The post-meal highs: Probably don't have your I:C ratio dialed in. The most "accurate" way to determine your I:C is to check your BG before a meal, then again 3-4 hours after. It should be back down within 10 mg/dl to the pre-meal value. If much higher, you need to adjust your I:C to fewer carbs per unit. Too low, adjust the other way.

Also, basal insulin can further complicate this... you didn't say if you were taking a long-acting for basal (like Lantus or Levemir), so I'm assuming you are not, and the honeymoon is still taking care of that.

Now, a summary of how to attack this:

Use a weekend when you have nothing planned. Plan to hang around home, being relatively sedentary, to eliminate other factors affecting BG. Record BG's before and 3.5 hours after every meal. Fast in between meals. After you've done two meals on saturday completely (all measurements taken), based on the results start tweaking your I:C for subsequent meals if necessary, trying to get to balance -- BG about the same after as before.

Also it's best to eat well measured/quantified carb loading -- this is a good day to eat yummy packaged crap because it's pretty well controlled in terms of the actual carbs as compared to the labeling.

For the lows, adjust your pre-bolus timing in 10 minute increments +/- until the pre-meal lows go away. You may be very very lucky and have such a good response to Humalog that you can simply administer right before you eat.

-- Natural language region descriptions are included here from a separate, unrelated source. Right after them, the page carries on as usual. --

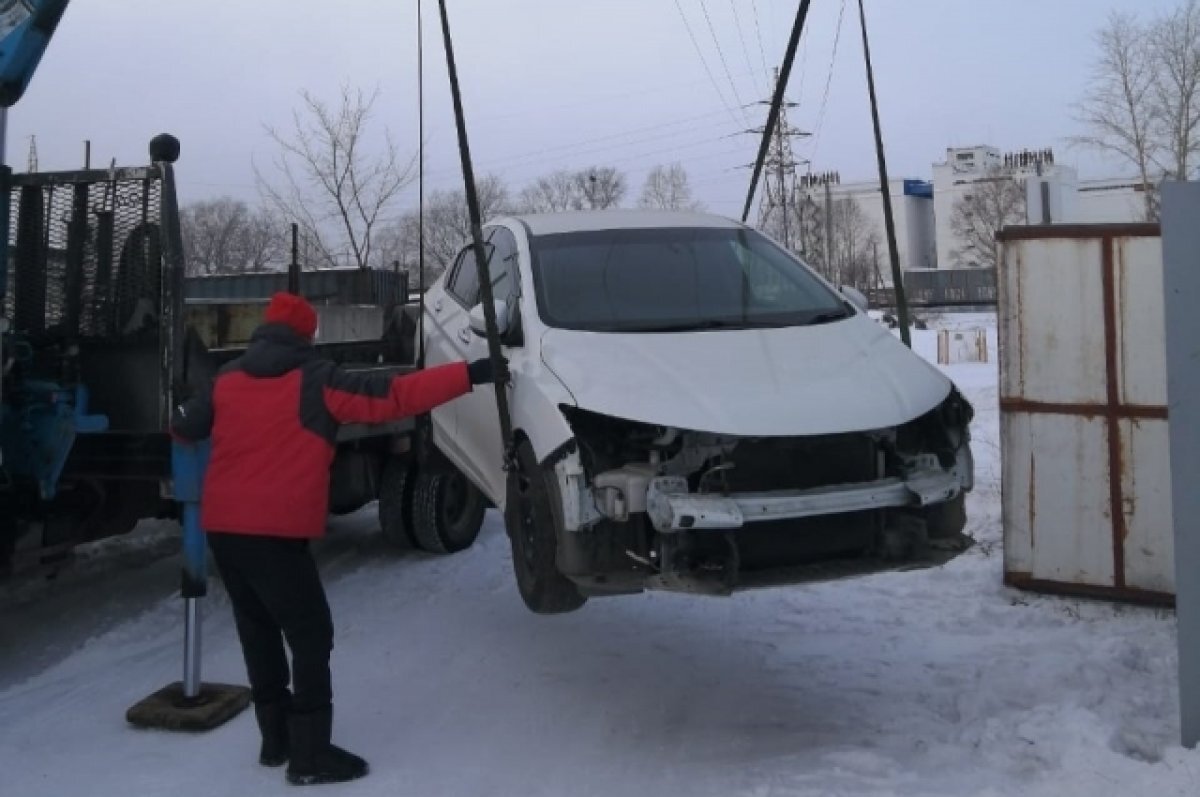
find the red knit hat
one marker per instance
(293, 311)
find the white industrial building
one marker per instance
(912, 210)
(924, 210)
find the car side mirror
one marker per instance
(856, 298)
(479, 324)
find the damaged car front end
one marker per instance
(646, 507)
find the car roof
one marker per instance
(579, 221)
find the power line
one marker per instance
(825, 99)
(703, 60)
(737, 22)
(606, 143)
(725, 64)
(757, 28)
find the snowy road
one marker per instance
(930, 683)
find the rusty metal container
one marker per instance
(1084, 423)
(229, 324)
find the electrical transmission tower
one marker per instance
(777, 210)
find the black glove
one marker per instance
(481, 372)
(181, 391)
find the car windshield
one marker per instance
(676, 279)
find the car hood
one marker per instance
(846, 376)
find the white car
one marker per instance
(695, 409)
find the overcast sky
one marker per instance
(565, 83)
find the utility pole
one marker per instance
(828, 247)
(802, 15)
(780, 177)
(888, 221)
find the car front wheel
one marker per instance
(529, 520)
(448, 509)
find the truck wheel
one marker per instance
(529, 520)
(448, 510)
(396, 503)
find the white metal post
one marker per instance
(1181, 285)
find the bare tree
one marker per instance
(447, 227)
(600, 187)
(667, 187)
(991, 204)
(225, 235)
(330, 184)
(1174, 42)
(593, 189)
(1119, 109)
(550, 193)
(262, 240)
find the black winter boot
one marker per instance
(313, 759)
(273, 723)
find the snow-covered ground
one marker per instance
(929, 683)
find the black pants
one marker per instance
(276, 595)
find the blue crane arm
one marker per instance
(25, 30)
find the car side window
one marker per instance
(503, 267)
(463, 282)
(502, 255)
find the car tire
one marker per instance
(532, 528)
(948, 519)
(448, 510)
(396, 503)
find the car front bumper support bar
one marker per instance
(673, 509)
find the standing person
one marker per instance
(273, 418)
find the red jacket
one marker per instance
(273, 417)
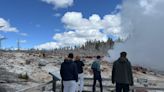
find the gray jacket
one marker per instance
(122, 72)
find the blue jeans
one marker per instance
(121, 86)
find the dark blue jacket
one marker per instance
(68, 71)
(80, 65)
(122, 72)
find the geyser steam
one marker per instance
(144, 20)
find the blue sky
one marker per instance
(37, 22)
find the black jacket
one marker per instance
(122, 72)
(68, 71)
(80, 65)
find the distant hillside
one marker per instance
(90, 48)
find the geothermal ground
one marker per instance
(21, 70)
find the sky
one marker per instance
(48, 24)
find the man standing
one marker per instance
(97, 74)
(80, 66)
(69, 74)
(122, 73)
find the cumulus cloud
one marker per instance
(60, 3)
(57, 14)
(143, 19)
(22, 41)
(81, 29)
(23, 34)
(48, 45)
(6, 27)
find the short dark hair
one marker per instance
(70, 55)
(98, 57)
(123, 54)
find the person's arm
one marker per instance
(75, 72)
(131, 75)
(61, 71)
(82, 63)
(113, 73)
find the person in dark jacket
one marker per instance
(80, 66)
(122, 73)
(97, 74)
(69, 74)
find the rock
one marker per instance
(42, 62)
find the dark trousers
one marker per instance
(94, 85)
(120, 87)
(97, 76)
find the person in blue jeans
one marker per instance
(97, 74)
(122, 73)
(69, 74)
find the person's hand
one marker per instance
(131, 84)
(112, 82)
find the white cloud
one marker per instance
(82, 29)
(6, 27)
(22, 41)
(144, 19)
(23, 34)
(60, 3)
(57, 14)
(48, 45)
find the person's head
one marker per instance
(77, 58)
(70, 55)
(98, 57)
(123, 54)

Anyway, put simply this is first-order about your bolus timing, and your I:C. Once that's really dialed in, second-order, more advanced strategies like splitting the bolus to simulate an extended bolus (like on a pump) can be added to fine-tune your control and better flatten the BG curve.

Thank you very much for your suggestions and encouragement :)

Thank you! I really appreciate it. I'm going to try taking insulin near the end of my meals. You calculations make sense--without the corrections, it looks like the dosage might be right. I'll keep testing and we'll see.

Thanks again :)

Thank you! When I was first diagnosed (before insulin) I was better about tracking how much foods affected my BG. I'm going to use your suggestions in getting back on track to be as educated as possible.

Thanks again. I really appreciate it.